Hardware decoding and multi-GPU through Docker

Hi all,

I could pinpoint an issue with our Deepstream pipeline, where in a multi GPU environment some of the pipes stalled at startup
The setup involves reservation of single GPU per container and using several containers, one per GPU / instance of deepstream

I was able to reproduce the problem without any code of ours, with this docker-compose :

services:
  cam0:
    image: nvcr.io/nvidia/deepstream:7.1-triton-multiarch
    deploy:
      resources:
        reservations:
          devices:
            - driver: nvidia
              device_ids: ["GPU-64955b11-02d1-f07f-93a1-660a632e1a56"]
              capabilities: [compute, utility, video, graphics]
    entrypoint:
      - gst-launch-1.0
      - uridecodebin
      - uri=rtsp://alfred:alfred1326@10.22.56.200:554/cam/realmonitor?channel=1&subtype=0
      - name=srcbin
      - '!'
      - fakesink

  cam1:
    image: nvcr.io/nvidia/deepstream:7.1-triton-multiarch
    deploy:
      resources:
        reservations:
          devices:
            - driver: nvidia
              device_ids: ["GPU-40253b63-70d6-fd7f-e0a0-a060dc869950"]
              capabilities: [compute, utility, video, graphics]
    entrypoint:
      - gst-launch-1.0
      - uridecodebin
      - uri=rtsp://alfred:alfred1326@10.22.56.200:554/cam/realmonitor?channel=1&subtype=0
      - name=srcbin
      - '!'
      - fakesink

Change the device ids and the RTSP urls, and the problem should appear.
nvidia-smi dmon will confirm that only a single GPU uses its hardware decoder
Using a different sink will confirm that only a single GPU is actually running

Doing the same thing in a single docker container, though, will not cause any problem :
if I run that image, and exec the following processes simultaneously inside of it :
CUDA_VISIBLE_DEVICES=0 gst-launch-1.0 uridecodebin uri=rtsp://alfred:alfred1326@10.22.56.200:554/cam/realmonitor?channel=1&subtype=0 ! fakesink
CUDA_VISIBLE_DEVICES=1 gst-launch-1.0 uridecodebin uri=rtsp://alfred:alfred1326@10.22.56.200:554/cam/realmonitor?channel=1&subtype=0 ! fakesink
everything runs correctly

Now we plan, for now, to just switch to a single container obviously, but we find it slightly unsatisfying to have to do that, when Docker expressedly encourages a single process per container…

Can you confirm the buggy behavior? Any chance it could be fixed, assuming the problem is somewhere in your IP?

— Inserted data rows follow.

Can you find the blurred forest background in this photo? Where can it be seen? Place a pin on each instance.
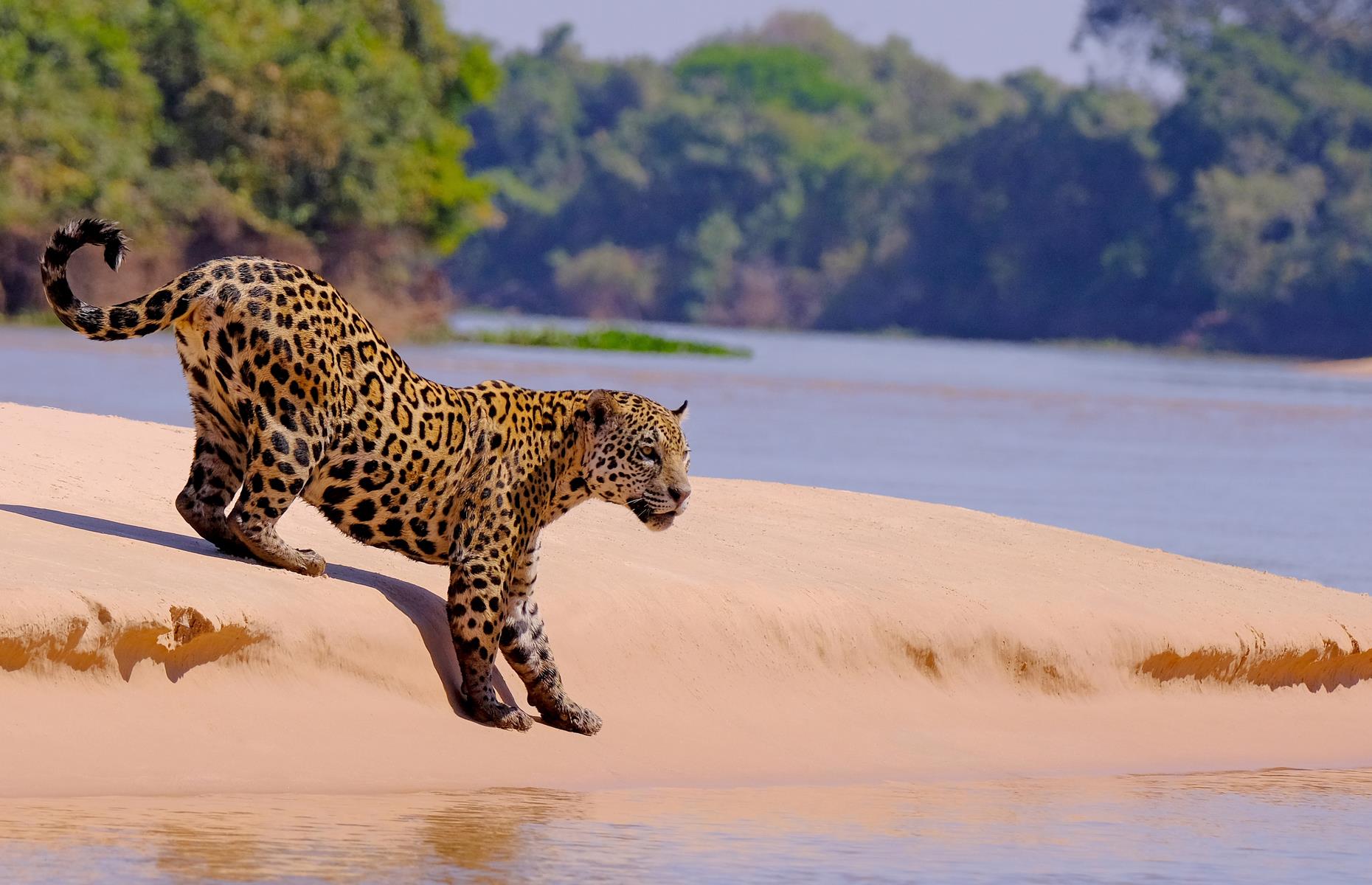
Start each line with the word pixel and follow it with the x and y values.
pixel 786 176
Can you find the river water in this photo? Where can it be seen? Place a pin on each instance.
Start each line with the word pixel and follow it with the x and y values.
pixel 1269 826
pixel 1252 462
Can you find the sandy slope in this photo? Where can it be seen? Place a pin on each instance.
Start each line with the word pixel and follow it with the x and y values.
pixel 777 634
pixel 1360 367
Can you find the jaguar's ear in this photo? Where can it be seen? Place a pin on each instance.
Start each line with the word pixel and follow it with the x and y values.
pixel 600 408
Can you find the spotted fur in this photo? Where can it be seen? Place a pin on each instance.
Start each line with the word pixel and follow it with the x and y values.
pixel 295 395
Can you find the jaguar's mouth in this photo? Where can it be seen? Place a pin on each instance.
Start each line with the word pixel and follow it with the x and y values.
pixel 656 521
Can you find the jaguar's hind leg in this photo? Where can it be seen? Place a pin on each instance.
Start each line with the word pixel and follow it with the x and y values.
pixel 277 470
pixel 215 475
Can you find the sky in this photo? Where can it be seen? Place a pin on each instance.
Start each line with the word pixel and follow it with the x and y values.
pixel 973 38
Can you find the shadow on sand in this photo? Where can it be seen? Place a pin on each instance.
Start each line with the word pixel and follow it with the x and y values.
pixel 424 609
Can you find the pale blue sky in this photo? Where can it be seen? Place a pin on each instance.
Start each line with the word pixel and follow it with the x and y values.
pixel 973 38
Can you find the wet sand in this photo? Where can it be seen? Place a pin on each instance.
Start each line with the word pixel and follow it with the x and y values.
pixel 777 634
pixel 1269 826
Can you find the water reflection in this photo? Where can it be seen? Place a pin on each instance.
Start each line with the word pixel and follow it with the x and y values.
pixel 1260 826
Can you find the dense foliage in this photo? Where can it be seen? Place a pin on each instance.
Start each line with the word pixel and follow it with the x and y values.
pixel 792 176
pixel 786 176
pixel 331 131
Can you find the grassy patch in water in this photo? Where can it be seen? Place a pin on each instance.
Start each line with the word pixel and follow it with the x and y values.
pixel 596 339
pixel 30 319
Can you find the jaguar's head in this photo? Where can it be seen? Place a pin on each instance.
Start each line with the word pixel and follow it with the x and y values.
pixel 638 456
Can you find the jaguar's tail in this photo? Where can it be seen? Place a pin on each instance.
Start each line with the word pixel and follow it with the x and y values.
pixel 153 312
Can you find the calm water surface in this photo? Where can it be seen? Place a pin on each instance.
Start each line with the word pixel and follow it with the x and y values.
pixel 1249 462
pixel 1274 826
pixel 1239 462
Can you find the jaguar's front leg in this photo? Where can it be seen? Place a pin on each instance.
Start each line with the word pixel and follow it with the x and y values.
pixel 477 612
pixel 524 642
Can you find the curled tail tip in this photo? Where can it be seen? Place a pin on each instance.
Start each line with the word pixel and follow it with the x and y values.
pixel 77 234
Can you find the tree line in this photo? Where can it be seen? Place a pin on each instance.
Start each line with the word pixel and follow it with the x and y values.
pixel 792 176
pixel 780 176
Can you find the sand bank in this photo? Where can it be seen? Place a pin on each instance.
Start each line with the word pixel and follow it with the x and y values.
pixel 775 634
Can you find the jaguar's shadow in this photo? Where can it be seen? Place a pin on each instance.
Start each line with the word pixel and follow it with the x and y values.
pixel 424 609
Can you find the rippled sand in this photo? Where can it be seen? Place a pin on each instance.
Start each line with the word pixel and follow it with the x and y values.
pixel 777 636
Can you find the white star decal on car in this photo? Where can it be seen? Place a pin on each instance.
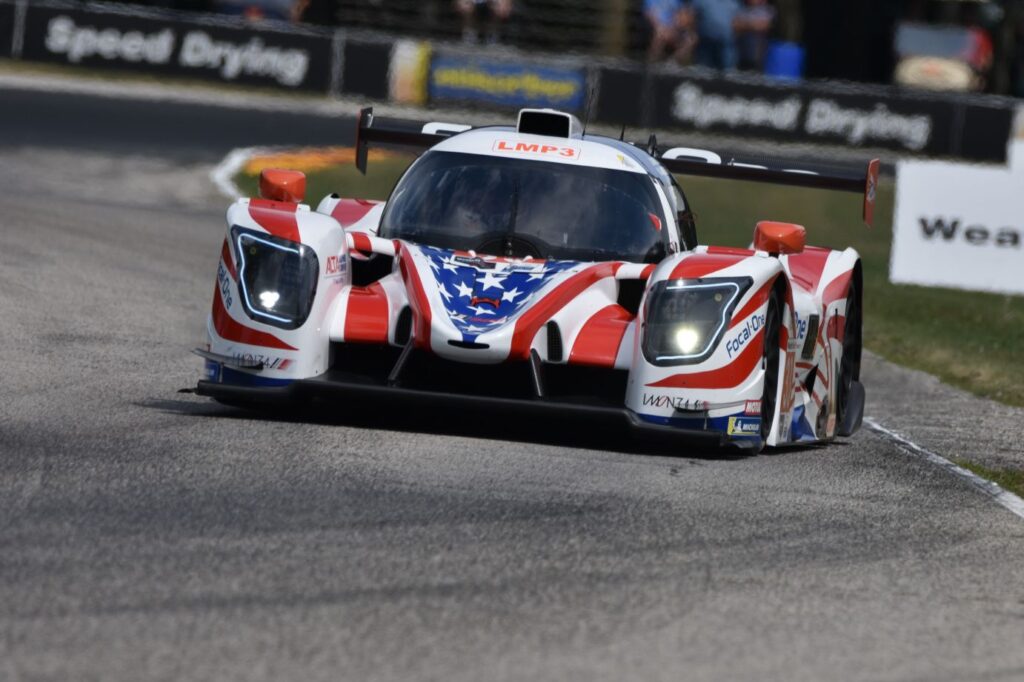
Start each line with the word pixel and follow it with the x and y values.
pixel 489 281
pixel 510 295
pixel 540 274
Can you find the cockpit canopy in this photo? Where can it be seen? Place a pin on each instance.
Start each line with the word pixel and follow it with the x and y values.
pixel 520 207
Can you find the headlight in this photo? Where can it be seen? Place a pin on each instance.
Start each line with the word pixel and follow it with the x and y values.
pixel 278 278
pixel 685 318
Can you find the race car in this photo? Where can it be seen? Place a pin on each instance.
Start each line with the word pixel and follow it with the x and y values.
pixel 539 269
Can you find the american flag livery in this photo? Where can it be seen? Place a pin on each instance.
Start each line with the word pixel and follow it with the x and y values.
pixel 483 293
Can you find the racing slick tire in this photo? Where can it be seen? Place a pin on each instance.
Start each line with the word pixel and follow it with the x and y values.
pixel 850 399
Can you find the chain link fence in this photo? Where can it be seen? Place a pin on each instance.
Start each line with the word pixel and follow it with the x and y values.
pixel 602 27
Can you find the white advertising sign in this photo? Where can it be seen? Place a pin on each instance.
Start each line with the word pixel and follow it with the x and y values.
pixel 961 226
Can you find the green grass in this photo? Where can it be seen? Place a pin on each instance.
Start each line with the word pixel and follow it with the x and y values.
pixel 1009 479
pixel 968 339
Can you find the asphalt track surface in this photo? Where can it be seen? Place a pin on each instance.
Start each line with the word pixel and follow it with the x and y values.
pixel 146 534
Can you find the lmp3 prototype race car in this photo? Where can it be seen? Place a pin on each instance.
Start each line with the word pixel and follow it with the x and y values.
pixel 540 269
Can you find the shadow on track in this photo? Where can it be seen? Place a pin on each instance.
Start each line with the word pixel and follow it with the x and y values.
pixel 473 424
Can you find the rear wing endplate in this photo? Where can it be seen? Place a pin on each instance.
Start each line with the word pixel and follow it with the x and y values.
pixel 864 181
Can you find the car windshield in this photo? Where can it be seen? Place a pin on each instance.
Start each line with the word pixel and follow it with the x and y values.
pixel 516 207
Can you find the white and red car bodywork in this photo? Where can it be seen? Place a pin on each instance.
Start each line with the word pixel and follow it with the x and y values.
pixel 463 308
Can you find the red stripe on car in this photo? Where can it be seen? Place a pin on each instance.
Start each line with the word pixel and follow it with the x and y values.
pixel 350 211
pixel 367 315
pixel 598 341
pixel 730 251
pixel 531 321
pixel 759 299
pixel 231 330
pixel 702 264
pixel 361 242
pixel 225 255
pixel 275 217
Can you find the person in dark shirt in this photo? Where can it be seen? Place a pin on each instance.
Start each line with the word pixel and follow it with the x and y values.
pixel 752 26
pixel 717 40
pixel 672 30
pixel 493 12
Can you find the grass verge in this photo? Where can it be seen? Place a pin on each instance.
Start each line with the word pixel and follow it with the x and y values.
pixel 971 340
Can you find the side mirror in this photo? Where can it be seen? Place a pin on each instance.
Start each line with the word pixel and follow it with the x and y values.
pixel 687 229
pixel 779 238
pixel 283 185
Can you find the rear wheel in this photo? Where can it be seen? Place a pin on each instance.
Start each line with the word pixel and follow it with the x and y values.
pixel 850 366
pixel 770 363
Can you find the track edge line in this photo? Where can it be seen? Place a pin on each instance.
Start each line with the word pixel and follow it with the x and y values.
pixel 1001 496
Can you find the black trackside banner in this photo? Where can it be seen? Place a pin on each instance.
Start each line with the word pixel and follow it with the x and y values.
pixel 6 29
pixel 916 124
pixel 208 48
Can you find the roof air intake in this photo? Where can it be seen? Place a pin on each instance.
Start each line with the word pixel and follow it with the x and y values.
pixel 549 122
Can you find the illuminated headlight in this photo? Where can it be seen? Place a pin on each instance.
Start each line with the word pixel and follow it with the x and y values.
pixel 686 318
pixel 278 278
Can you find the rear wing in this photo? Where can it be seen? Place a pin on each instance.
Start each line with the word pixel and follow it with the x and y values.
pixel 684 161
pixel 371 129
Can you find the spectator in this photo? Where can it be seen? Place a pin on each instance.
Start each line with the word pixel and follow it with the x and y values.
pixel 672 30
pixel 492 12
pixel 717 40
pixel 752 26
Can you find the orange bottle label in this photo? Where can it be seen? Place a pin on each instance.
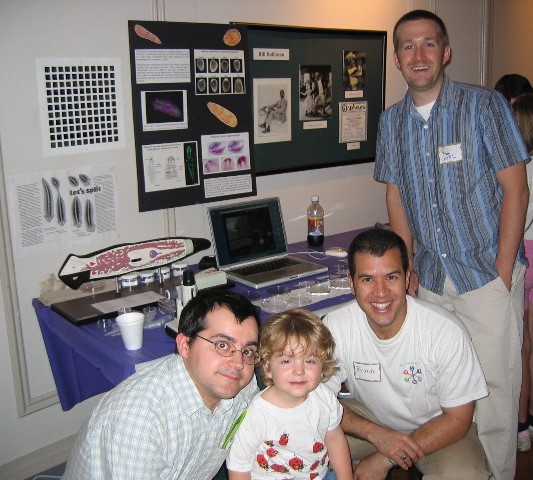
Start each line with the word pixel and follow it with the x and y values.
pixel 315 225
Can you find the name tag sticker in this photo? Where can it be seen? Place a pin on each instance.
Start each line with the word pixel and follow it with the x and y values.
pixel 450 153
pixel 370 372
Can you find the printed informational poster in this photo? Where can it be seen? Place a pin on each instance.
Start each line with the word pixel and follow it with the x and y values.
pixel 192 114
pixel 59 209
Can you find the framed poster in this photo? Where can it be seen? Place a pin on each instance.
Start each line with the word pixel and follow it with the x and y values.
pixel 337 84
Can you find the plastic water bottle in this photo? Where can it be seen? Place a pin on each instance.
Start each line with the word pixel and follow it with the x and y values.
pixel 315 223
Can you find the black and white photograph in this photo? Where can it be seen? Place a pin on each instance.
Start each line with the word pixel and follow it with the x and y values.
pixel 272 110
pixel 315 92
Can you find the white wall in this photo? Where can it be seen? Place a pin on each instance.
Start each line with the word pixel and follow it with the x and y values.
pixel 31 29
pixel 512 40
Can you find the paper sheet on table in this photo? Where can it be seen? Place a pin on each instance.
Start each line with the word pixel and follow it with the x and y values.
pixel 110 306
pixel 279 303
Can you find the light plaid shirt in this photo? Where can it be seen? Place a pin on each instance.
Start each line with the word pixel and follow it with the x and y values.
pixel 154 425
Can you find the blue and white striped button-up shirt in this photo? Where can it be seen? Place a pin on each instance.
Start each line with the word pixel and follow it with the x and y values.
pixel 445 169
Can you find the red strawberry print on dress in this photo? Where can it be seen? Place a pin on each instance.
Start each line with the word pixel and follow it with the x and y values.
pixel 271 452
pixel 296 463
pixel 318 447
pixel 261 461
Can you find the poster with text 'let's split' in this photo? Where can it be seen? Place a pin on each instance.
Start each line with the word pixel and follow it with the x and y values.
pixel 191 93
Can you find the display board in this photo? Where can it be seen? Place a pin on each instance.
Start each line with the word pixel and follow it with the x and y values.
pixel 332 84
pixel 191 112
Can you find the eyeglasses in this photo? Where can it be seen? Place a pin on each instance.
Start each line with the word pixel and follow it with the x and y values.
pixel 227 349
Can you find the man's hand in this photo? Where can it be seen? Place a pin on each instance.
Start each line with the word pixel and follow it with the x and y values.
pixel 398 447
pixel 373 467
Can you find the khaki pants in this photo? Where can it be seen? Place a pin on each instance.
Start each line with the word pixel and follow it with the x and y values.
pixel 494 318
pixel 462 460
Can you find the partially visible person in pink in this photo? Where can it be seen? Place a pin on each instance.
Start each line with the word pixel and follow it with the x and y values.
pixel 523 110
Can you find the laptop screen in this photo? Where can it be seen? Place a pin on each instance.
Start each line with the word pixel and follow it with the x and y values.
pixel 248 231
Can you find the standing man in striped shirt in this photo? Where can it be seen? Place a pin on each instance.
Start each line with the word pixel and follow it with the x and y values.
pixel 454 163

1, do you mean after running docker-compose, the cmd hung in one docker container, and the cmd was running in the other container? did the issue happen on a fixed GPU?
2. about " nvidia-smi dmon will confirm that only a single GPU uses its hardware decoder", what are GPU model? In the docker, can you use ‘top’ to see the gst-launch cmd? maybe the decoder utilizaiton is 0 because the decoder workload is light.
3. to narrow down this issue, could you provide some running logs? you can use “gst-launch-1.0 --gst-debug-level=6” to get more logs.